Live @ Largo Venue, Roma – 26 ottobre 2022

Azzardiamo una previsione: anche se ascoltata (o riascoltata) tra qualche decina di anni, la musica degli Afghan Whigs non perderà smalto, e i solchi di opere quali “Congregation”, e, soprattutto, “Gentlemen” e “Black Love” continueranno a esercitare un fascino inossidabile.

Greg Dulli e compagni hanno catturato su disco melodie perfette nella loro mescolanza di sonorità assordanti e laceranti e di morbidezze che traggono ispirazione dal soul e dal rhythm and blues.

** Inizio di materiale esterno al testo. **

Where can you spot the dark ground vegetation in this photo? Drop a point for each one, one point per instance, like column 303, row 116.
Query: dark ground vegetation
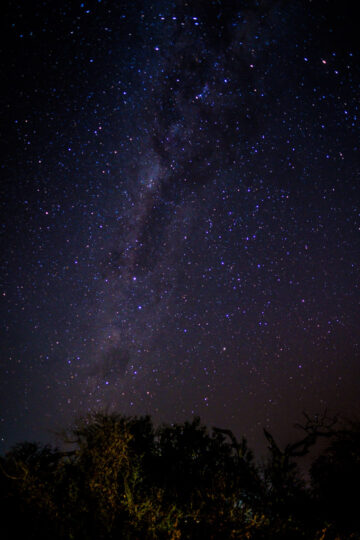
column 122, row 478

Una sintesi personale e suggestiva, dal suono riconoscibilissimo, che nel concerto tenuto al Largo Venue è stata sfrondata della delicatezza e delle sfumature caratteristiche di alcuni brani in repertorio per offrire uno spettacolo travolgente e impetuoso, ma allo stesso tempo contraddistinto da straordinaria intensità.

Senza un attimo di tregua, il gruppo ha proposto una scaletta fenomenale che abbracciava tre decenni. Difficile individuare i momenti migliori della serata, ma sicuramente da citare le movimentate, incalzanti “Matamoros”, “Parked Outside” (la prima delle canzoni eseguite con tre chitarre elettriche sul palco) e “Somethin’ Hot” (dal piglio punk).

Ipnotica la lenta, orientaleggiante “Algiers”, e vorticosi i fraseggi di chitarra wah-wah in “Demon in Profile”. Maestose, e non sembri un’esagerazione, “A Line Of Shots” e “Catch A Colt”, ballate vigorose.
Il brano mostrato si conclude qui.